Truthful status and observability
Log the logical job ID, provider request ID, selected route, model, attempt number, latency, terminal state, validator result, and fallback reason. Minimize or redact sensitive content. Give users status that maps to the same underlying state machine operators see.
Metrics That Reveal Real Degradation
Overall success rate can hide a bad user experience. Track:
- First-attempt success and eventual success separately.
- Percentage of jobs entering each degraded mode.
- Time to an honest terminal or queued state.
- Attempts per logical action and retry-budget exhaustion.
- Duplicate or reconciled side effects.
- Queue age, abandonment, and completion after recovery.
- Validation failures by primary and fallback route.
- User retries caused by unclear interface state.
Where Graceful Degradation Should Stop
This framework is appropriate for ordinary early-stage AI apps where the team can define a smaller safe outcome. It is not sufficient for medical, legal, financial, safety-critical, or regulated decisions. Those systems may require formal hazard analysis, contractual availability targets, validated human procedures, audit controls, and qualified reliability engineering.
Do not automatically route sensitive data to another provider, lower a safety threshold, omit required evidence, or turn a write action into “best effort” just to preserve an availability number. Sometimes the correct degraded mode is to save the request and stop.
Also remember that a drill proves only the cases you exercised. It cannot establish that a provider, network, queue, or fallback will behave the same way in every real incident.

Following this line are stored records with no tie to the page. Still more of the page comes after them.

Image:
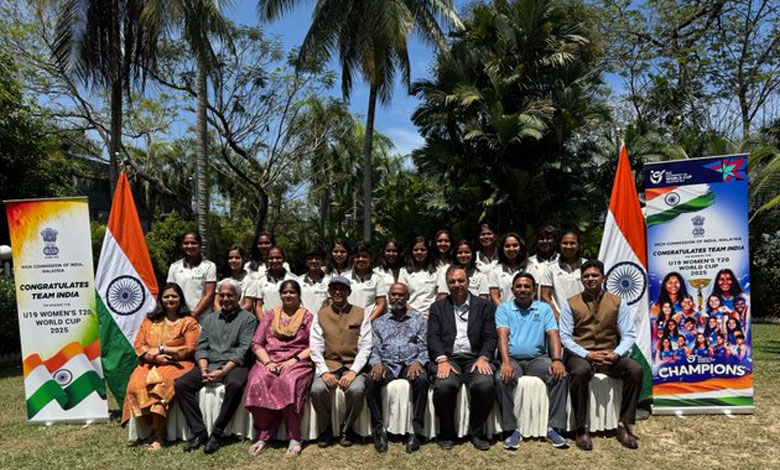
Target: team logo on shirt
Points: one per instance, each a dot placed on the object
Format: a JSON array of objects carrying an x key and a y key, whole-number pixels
[
  {"x": 627, "y": 280},
  {"x": 125, "y": 295}
]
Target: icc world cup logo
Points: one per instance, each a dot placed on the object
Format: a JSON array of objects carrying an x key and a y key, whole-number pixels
[{"x": 49, "y": 236}]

Repeat the drill after changing models, SDKs, tool contracts, queues, data policies, or critical prompts.
The Founder Degradation Checklist
Before launch, require clear answers:
- Is valuable user input saved before any model call?

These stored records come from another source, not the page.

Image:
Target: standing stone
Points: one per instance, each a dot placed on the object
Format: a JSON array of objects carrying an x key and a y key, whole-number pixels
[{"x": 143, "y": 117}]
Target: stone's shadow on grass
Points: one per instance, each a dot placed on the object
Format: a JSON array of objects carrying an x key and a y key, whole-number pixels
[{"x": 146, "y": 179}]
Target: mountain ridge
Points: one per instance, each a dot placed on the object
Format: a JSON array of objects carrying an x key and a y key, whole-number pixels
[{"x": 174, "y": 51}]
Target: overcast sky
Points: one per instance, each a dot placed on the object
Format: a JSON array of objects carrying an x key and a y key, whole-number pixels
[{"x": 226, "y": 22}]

- Do we distinguish invalid, transient, unknown-outcome, invalid-output, and tool failures?
- Is there one owner for retries and a bounded retry budget?
- Do retries use backoff and jitter?
- Are side effects idempotent or reconcilable?
- Can the product operate in named normal, constrained, degraded, queued, and unavailable modes?
- Is every fallback tested against the minimum product promise?
- Have data and contract implications of cross-provider routing been reviewed?
- Does the interface preserve input and state what did and did not happen?
- Can users safely return to queued work?
- Can an operator pause, reroute, and gradually resume work?
- Do logs connect one user action to its attempts without exposing unnecessary sensitive data?
- Have we injected slow, rate-limited, overloaded, permanent, invalid-output, and unknown-side-effect failures?
- Have we tested recovery, not only failure entry?
- Do we know which cases must stop instead of degrade?
References
- OpenAI, API Error Codes, including distinctions among request, rate-limit, quota, and server errors.
- Anthropic, Claude API Errors, including overload, timeout, and request-ID behavior.
- Google AI for Developers, Gemini API Troubleshooting Guide, including
503capacity failures and retry guidance. - Amazon Builders' Library, Timeouts, Retries, and Backoff with Jitter, on bounded retries, overload amplification, timeouts, and idempotency.
- Google SRE Book, Addressing Cascading Failures, on retry budgets, load shedding, overload tests, and degraded results.
- Microsoft Azure Well-Architected Framework, Self-Healing and Self-Preservation Strategies, including explicit degraded modes and user notification.
- Allen Institute for AI, What Building Shippy Taught Us About Building Agents, an engineering case study on deterministic tools, isolation, guardrails, and workflow-grounded evaluation.